We can't find the internet
Attempting to reconnect
Something went wrong!
Hang in there while we get back on track
Reinventing Speech-to-Text Transcriptions with Go and Whisper - Pratim Bhosale & Sacha Arbonel
Explore the power of Go and Whisper in reimagining speech-to-text transcriptions with a Dockerized application, discussing technical details, code examples, and GitHub repository link.
- Go and Whisper can be used for speech-to-text transcriptions with a Dockerized application.
- Use Go.io WAV to decode WAV files and Go bindings for Whisper to use its C++ library.
- The application YTT is built to transcribe YouTube videos and uses Docker to automate the process.
- Docker is necessary for building and running the application.
- SaryalDB is used as the database for storing transcriptions and can be replaced with any other database.
- Go bindings are required for using C++ libraries in Go programs.
- Whisper.cpp is used because it’s a more performative and inexpensive solution for Go language.
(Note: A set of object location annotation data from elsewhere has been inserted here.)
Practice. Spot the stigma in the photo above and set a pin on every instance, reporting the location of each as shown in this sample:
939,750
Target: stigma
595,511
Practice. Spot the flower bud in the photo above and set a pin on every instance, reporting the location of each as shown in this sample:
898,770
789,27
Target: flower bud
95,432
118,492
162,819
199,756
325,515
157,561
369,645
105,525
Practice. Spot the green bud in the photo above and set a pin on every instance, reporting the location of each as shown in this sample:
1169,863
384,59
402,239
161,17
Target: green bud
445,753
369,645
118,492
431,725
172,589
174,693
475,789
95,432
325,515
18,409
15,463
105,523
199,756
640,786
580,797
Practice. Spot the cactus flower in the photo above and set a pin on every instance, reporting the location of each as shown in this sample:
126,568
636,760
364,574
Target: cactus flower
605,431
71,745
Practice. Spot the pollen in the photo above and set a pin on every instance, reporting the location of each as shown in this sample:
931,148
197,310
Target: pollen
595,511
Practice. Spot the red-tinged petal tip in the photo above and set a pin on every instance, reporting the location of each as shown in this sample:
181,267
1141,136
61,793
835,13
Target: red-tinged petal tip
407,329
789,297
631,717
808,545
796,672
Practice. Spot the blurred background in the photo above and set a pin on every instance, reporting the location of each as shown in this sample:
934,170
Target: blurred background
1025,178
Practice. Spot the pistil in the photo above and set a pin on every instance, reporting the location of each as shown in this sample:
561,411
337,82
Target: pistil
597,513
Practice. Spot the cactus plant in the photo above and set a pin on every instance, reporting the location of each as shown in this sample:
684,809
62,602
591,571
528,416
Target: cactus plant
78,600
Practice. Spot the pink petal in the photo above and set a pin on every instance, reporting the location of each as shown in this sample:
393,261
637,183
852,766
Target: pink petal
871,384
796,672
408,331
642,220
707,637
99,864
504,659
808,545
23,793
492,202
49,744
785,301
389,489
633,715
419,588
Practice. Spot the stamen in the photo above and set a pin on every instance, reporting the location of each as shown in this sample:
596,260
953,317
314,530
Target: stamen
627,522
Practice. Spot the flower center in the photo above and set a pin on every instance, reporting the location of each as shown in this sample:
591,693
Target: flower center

- Tokens have a probability attached to them in Whisper’s model.
- Context is an important aspect of transcription, but this talk doesn’t dive deep into its details.
- The application transcribes videos and saves the transcriptions in the database using Serialql, a data language.
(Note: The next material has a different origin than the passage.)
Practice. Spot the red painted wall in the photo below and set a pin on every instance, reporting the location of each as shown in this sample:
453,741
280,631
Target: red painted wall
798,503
- The Whisper model is trained on 680K hours of supervised data from the web.
- The main function handles the transcription process and returns the transcriptions.
- The presentation slides and the repository link are available on GitHub.
- Docker hub is used for building the Docker image.
- The fourth step involves building the Docker file, which automates the process of building the application.
- Go bindings are required for using functions from other programming languages in Go programs.
- SaryalDB provides a unique record ID that includes the table name and ID, making it easier to store and retrieve data.